Ludwig Josef von Bourbon, dessen ritterlicher
Enkel, der Herzog von Enghien, 1804 von
Napoleon in dem badischen Städtchen Ettenheim
aufgegriffen und in den Festungsgräben von
Vincennes erschossen wurde, bezog wohl mit
seinem Sohne Ludwig Heinrich Josef Quartier in
Müllheim. Auch dieser Sohn nahm ein unglückliches
Ende. Im Alter von 74 Jahren, seinen
natürlichen Tod nicht erwarten könnend, beging
er 1830 Selbstmord. Im gleichen Jahre 1795 kam
noch die Nachricht vom Tode des Kindes Ludwigs
XVI., das den Titel Ludwig XVII. führte,
ohne je die Königskrone getragen zu haben. Es
starb in Paris in Herzeleid und Not. Es war eine
grausame Zeit. Sie verkündigte die Lehre von
der Menschen Würde und den Menschenrechten
und nahm so vielen Menschen das Recht. Sie
brachte Leid und Jammer, und die Würde des
Menschen bewies sich oft nur im Ertragen dieses
Elends. Als diese Nachricht bei den Emigranten
eintraf, sammelten sich die Truppen und zogen
auf das Feld zwischen der Heilig-Kreuz-Kapelle
bei Neuenburg und Steinenstadt.
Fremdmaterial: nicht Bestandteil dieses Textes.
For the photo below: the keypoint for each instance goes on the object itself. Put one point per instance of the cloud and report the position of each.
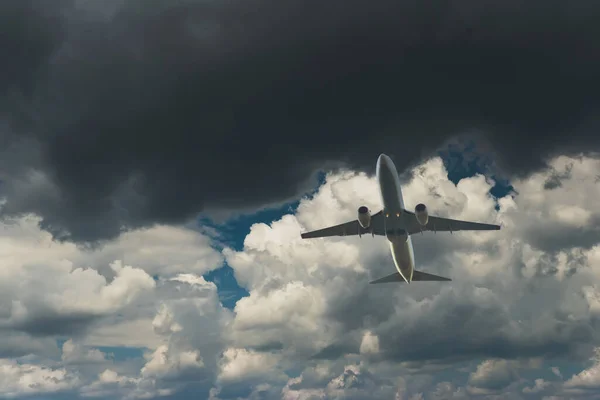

Hier auf dem
Hochufer, angesichts der Heimat jenseits des
Rheines und der Vogesenhöhen, die mit ihren
Kämmen weit hineinschauen ins französische
Land, riefen sie mit. allem Gepränge Ludwig
Stanislaus, den ältesten Bruder Ludwigs XVI.
zum Könige Ludwig XVIII. aus. Sie mochten sich
von ihm die Wiedererrichtung des Königtums
erhoffen, durch ihn wieder die Möglichkeit zur
Rückkehr in ihre alten Vorrechte. Er wird uns
geschildert als ,,ein körperlich unbeholfener
Mann ohne Würde und Ansehen, wenn auch
nicht ohne Verstand und Herzensgüte, eigensinnig
und voll Vorurteile gegen die Zeitideen".
Drüben auf dem französischen Ufer standen die
Revolutionssoldaten zu tausenden und schauten
dem Ereignis zu. Der Stimmungsaufschwung der
Emigranten war groß. Man hoffte in nächster
Zeit den Rhein zu überschreiten und die Revolution
zu beseitigen. Statt dessen zogen die kaiserlichen
Truppen den Rhein hinab und ließen die
Condes allein zurück. Über ein Jahr waren sie
an der Gegend und brachten viel Geld unter das
Volk. Die Preise für Lebensmittel stiegen gewaltig
. Doch mit dem Reichtum schwand die Einfachheit
des Lebens, ob zum Segen der Gegend,
mag dahingestellt bleiben. Neuenburg hatte an
diesem neuen Reichtum nicht teil. Zu elend war
das Bild des Ortes, als daß es die leichtlebigen
Emigranten hätte anziehen können, sich hier
niederzulassen. Zu wenig Möglichkeit zu leichtem
Lebensgenuß bot die Stadt.

Da kam im Jahre 1796 die Nachricht, daß die
französischen Truppen bei Kehl über den Rhein
gesetzt wären. In Eilmärschen brachen alle
Truppen auf, um sich den Franzosen entgegenzuwerfen
. Es war um die gleiche Zeit, als der
junge Bonaparte seinen siegreichen Feldzug in
Oberitalien führte. Es gelang nicht, Moreau aufzuhalten
. Er drang durch den Schwarzwald und
Württemberg auf München vor. Erst als das
zweite Heer unter Jourdan bei Amberg und
Würzburg entscheidend geschlagen worden war
und in voller Auflösung über den Rhein zurückwich
, sah sich Moreau, der Flankendeckung

beraubt, genötigt, über das Höllental bei Freiburg
den Weg zum Rheine zu suchen. Da von
den kaiserlichen Truppen der Weg nach Kehl
versperrt war, muße er versuchen, im Süden bei
Hüningen den Rhein zu überschreiten. Er schlug
den Weg über Schliengen ein. Hier stellte er sich
zur Schlacht, um der Hauptmacht inzwischen den
Rheinübergang zu ermöglichen. Die Condes und
kaiserlichen Truppen hatten sich in der Nacht
vom 23. auf den 24. Oktober auf dem Felde zwischen
der Heilig-Kreuz-Kapelle und Neuenburg
gelagert. Ab und zu kamen Soldaten in die
Stadt. Als der Kampf begann, schlichen die
Truppen unbemerkt am Hochufer entlang nach
Bellingen und griffen den linken Flügel der
Franzosen unter General Ambros überraschend
an. Moreau brach den aussichtslos gewordenen
Kampf ab, der außerdem seinen Zweck erfüllt
hatte, und zog sich ebenfalls bei Hüningen über
den Rhein zurück. Neuenburg blieb von dem
Kampfe unberührt. Nur Verwundete brachte
man auf strohgefüllten Karren in die Stadt.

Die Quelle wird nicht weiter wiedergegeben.